O gün gelmişti.

En çok endişelendiğim gün.

Ara sınav günüydü.

Liberion Akademisi'nde sınavlar birkaç güne yayılmıyordu; bunun yerine tüm sınavlar tek bir günde yapılıyordu.

Bu yüzden tek bir günde her şeyimi vermem gerekiyordu.

“Rudy, sınavlarında iyi şanslar!”

Luna kendi sınav odasına gitmeden önce beni selamladı.

Bu noktaya gelene kadar çok çalışmıştık.

Tek bir günümüz bile boşa gitmedi; her şeyi gözden geçirdik ve hazırlandık.

Görevi devraldığımdan beri doğru dürüst bir gün bile dinlenmemiştim.

Her şey ders çalışmakla ilgiliydi.

Ah...

Sinirlerimi yatıştırdım ve sınıfa girdim.

İkinci sırayı hedeflemem gerekiyordu.

Ama bununla yetinmeye hiç niyetim yoktu.

Aklım en üst koltuktaydı.

Ancak bu şekilde ikinci sırayı garantileyebilirdim.

“Lütfen kitaplarınızı ve notlarınızı kaldırın ve sadece yazı gereçlerinizi masanızda bırakın.”

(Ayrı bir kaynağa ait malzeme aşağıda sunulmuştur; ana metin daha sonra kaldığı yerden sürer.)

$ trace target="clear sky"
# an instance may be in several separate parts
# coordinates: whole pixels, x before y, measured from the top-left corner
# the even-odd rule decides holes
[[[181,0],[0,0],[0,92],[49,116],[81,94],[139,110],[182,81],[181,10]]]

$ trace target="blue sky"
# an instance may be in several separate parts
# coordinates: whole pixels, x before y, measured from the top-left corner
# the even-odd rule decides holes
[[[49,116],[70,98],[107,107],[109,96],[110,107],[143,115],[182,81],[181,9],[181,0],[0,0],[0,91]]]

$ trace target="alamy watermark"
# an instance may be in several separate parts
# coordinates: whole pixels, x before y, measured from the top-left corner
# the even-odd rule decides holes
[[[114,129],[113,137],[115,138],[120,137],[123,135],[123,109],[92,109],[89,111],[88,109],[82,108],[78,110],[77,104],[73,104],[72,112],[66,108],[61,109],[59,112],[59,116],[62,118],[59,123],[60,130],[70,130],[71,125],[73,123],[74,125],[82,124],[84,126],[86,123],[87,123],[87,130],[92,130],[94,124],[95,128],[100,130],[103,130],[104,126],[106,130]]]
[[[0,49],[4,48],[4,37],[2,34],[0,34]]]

Odanın önündeki profesör sınav talimatlarını açıkladı ve sınav kâğıtlarını dağıttı.

“Şimdi, sınav başlasın.”

Sınav profesörün sözleriyle başladı.

Sınav kâğıdındaki soruları tek tek cevaplamaya başladım.

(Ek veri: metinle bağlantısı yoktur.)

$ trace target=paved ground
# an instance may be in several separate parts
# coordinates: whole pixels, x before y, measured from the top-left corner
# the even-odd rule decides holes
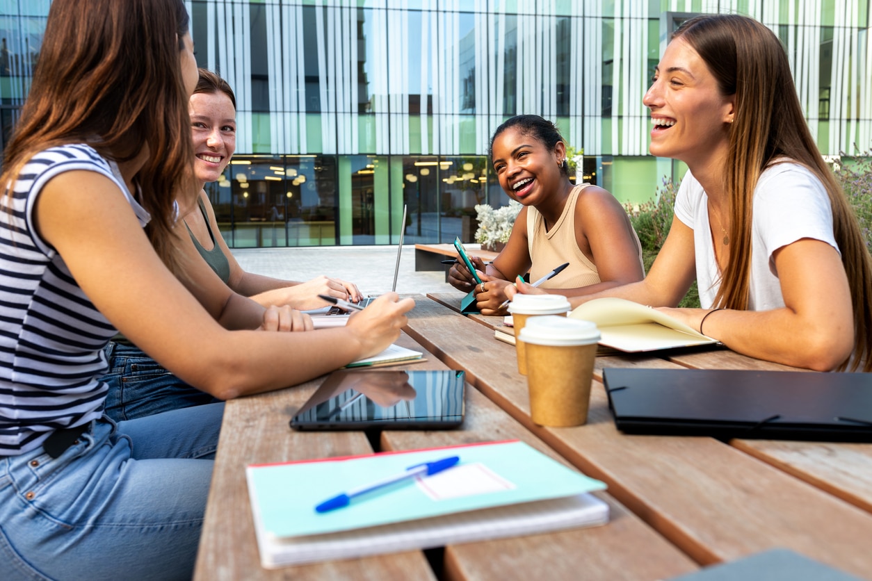
[[[319,274],[358,285],[364,294],[391,290],[397,262],[396,247],[313,247],[296,248],[235,248],[233,255],[248,272],[290,280],[308,280]],[[416,272],[415,247],[404,245],[398,293],[453,290],[441,272]]]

Bu benim için yeni bir deneyimdi.

Sınavdaki tüm soruların cevaplarını biliyordum.

Neredeyse çok kolay geliyordu.

Sayfaları çevirdim ve her bir soruyu çözdüm.

Tüm genel kültür sınavlarını bitirdim.

Kısa bir aradan sonra en önemli sınav başladı: Büyü Çalışmaları.

Büyü Çalışmaları sınavı hem pratik hem de teorik sorulardan oluşan uzun bir sınavdı.

Her hoca kendi tarzına göre sorular belirledi.

Cevap kâğıtlarıyla bile çalışırken en çok zorlandığım sorular şüphesiz Profesör Cromwell'in sorularıydı.

Birinci sınıf sınavı olmasına rağmen sorular orta seviye büyü bilgisi gerektiriyordu ve çözülmesi imkansızdı.

Sanki cevaplanmamak üzere tasarlanmış gibiydiler.

Sorularla uğraşırken bu gerçeği hatırladım.

Sonra, Profesör Cromwell'den geldiği çok açık olan bir soru buldum.

“Ah...”

Sessiz Büyü prensibini ve büyü çemberinin özelliklerini açıklayın.

Sorusunu bir isimle bitiren tek profesör oydu.

Ancak soru başımı zonklattı.

“Bu soruyu benim cevaplamam için mi sordu...?”

Kimse duymasın diye sessizce mırıldandım.

Buna izin verilip verilmediğini bile merak ediyordum.

Normal bir öğrenci Sessiz Büyü hakkındaki soruyu yanıtlayamazdı.

Herkes başlangıç seviyesindeki büyüleri öğrenmeye odaklanmıştı, orta seviye büyüleri değil.

Başımı ellerimin arasına aldım.

Bu soruya cevap vermeli miydim, vermemeli miydim?

Sıradan bir birinci sınıf öğrencisi bu soruyu yanıtlayamazdı ama en üst düzey öğrenciler yanıtlayabilirdi.

Bu yılki soruların zorluk seviyesi diğer yıllara kıyasla daha kolaydı.

Sessiz Büyü tuhaf bir büyüydü ve birileri bunu en az bir kez duymuş olabilirdi.

Bu yüzden boş bırakamazdım.

“Hadi yazalım... sadece yarısını.”

Sadece Profesör Cromwell'in bana öğrettiklerini yazmaya karar verdim.

Açıkçası, sihirli çemberi daha önce yarattığım için her şeyi yazabilirdim ama ben sadece bana öğretilenleri yazmayı seçtim.

“Lütfen... Evan, her şeyi yaz ve teslim et.”

Kendi kendime mırıldandım ve bir sonraki soruya geçtim.

“Herkese iyi iş çıkardınız.”

Sınavlar nihayet sona erdi.

Profesörün sözleri üzerine herkes ayağa kalktı ve sınıfı terk etti.

'En iyi öğrenci ben mi olacağım?

İçimi endişe ve sevinç karışımı duygular kapladı.

En azından çabalarım boşa gitmemiş gibi görünüyordu.

“Bugün dinlenelim...”

Kendimi tamamen tükenmiş hissediyordum.

Her gün çalışmam gerektiğini düşünerek o kadar gerilmiştim ki hiç ara vermemiştim.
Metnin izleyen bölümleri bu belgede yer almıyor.